Using reference arguments in function definition: perfomance?

Question

Is there any knowledge which one of two variants work faster, or they are the same, or it is incorrect to compare.

Vector test(Vector &vec)
{
 // return modified vector, or write directly to vec,
 // or do not return anything, but access vec anyway
}

Vector test(Vector vec)
{
 // same (but no reference)
}

I am asking because i should know it probably, to create best optimized code for Direct3D game.

UPDATE: I am talking about XMVECTOR from xnamath.h(d3d sdk) - 16 bytes, 4 floats.

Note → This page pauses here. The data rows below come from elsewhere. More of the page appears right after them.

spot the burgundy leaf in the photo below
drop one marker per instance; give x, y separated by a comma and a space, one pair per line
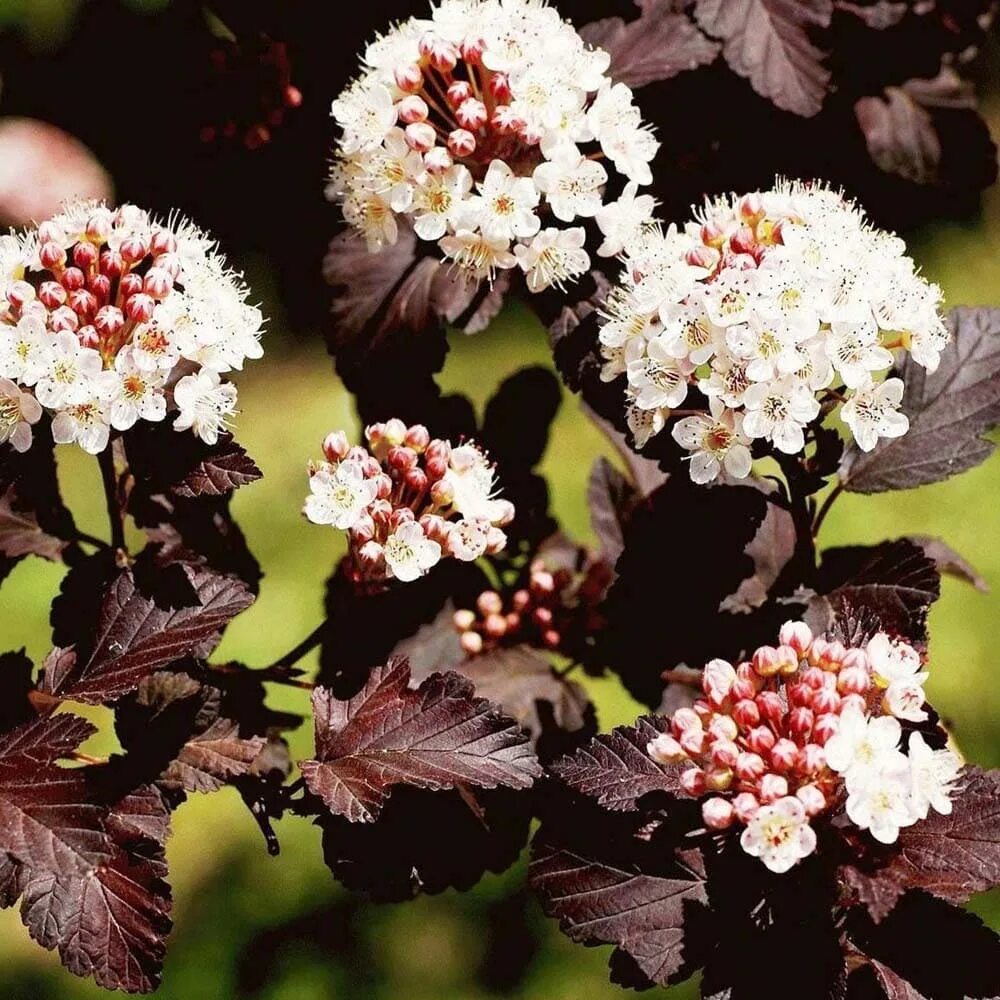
900, 130
615, 770
949, 412
436, 737
209, 759
767, 41
46, 820
224, 469
138, 632
20, 532
949, 856
949, 561
597, 902
657, 45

Premature optimization. Profile first, optimize later. Unless you've determined this to be a bottleneck, chances are optimizing this won't change a thing — Borgleader, Jul 29 '13 at 22:38
Good advice, thanks. But i want to know for future, it is just interesting. — Loryan55, Jul 29 '13 at 22:41
@Borgleader Partial quotation from D.E. Knuth. Look up what he actually said. This is an important aspect of program design, not 'premature optimisation'. I've seen projects fail because of an incorrect choice here. There are semantic aspects to this choice, not just performance aspects. — user207421, Jul 29 '13 at 22:48
@EJP The question is tagged performance & optimization. Also, I fail to see how taking a copy or a reference in this case will "make the project fail" — Borgleader, Jul 29 '13 at 22:50
@Borlgeader Believe me, it did. The IDE being used generated call by value with gay abandon, and it became impossible to know who should actually release the dynamic objects. Result: memory leak city. It all had to be redone. If the tool had known better it wouldn't. I do suggest you look up what Knuth actually said. Not all optimisations are premature. Another example is the choice of a database over a flat file. It would be idiotic to build with the flat file first and then test and measure. — user207421, Jul 29 '13 at 22:53
One thing that bugs me about this comparison is that the two versions have very different *semantics*. While it's sometimes okay to change semantics to make optimizations possible, it's not fair to compare two implementations that are not interchangeable solely on their performance. The first function modifies `x` when called like `test(x)`, the second doesn't (it modifies a local copy, which is rarely what you want). A consequence is that the first can't be called with a temporary (e.g. `test(transmogrify(a))`). — , Jul 29 '13 at 22:53
@Borgleader i have just profiled my d3d code (but i dont have good profiler), and found that some function which operates with matrices or vectors takes some time (not much really). I just decided to rewrite some stuff, hope it will help. :P — Loryan55, Jul 29 '13 at 22:54
@Loryan55 I highly doubt it. You should be doing matrix and vector calculations on your GPU anyway — Bartek Banachewicz, Jul 29 '13 at 22:56
@EJP Sounds like failure to apply some basic C++ functionality (so-called RAII or maybe even the rule of three). Of course having such incompetent programmers causes a project to fail. — R. Martinho Fernandes, Jul 30 '13 at 18:19

Potatoswatter · Accepted Answer · 2013-07-29T23:32:01.113

This isn't the sort of thing that is useful to generalize about.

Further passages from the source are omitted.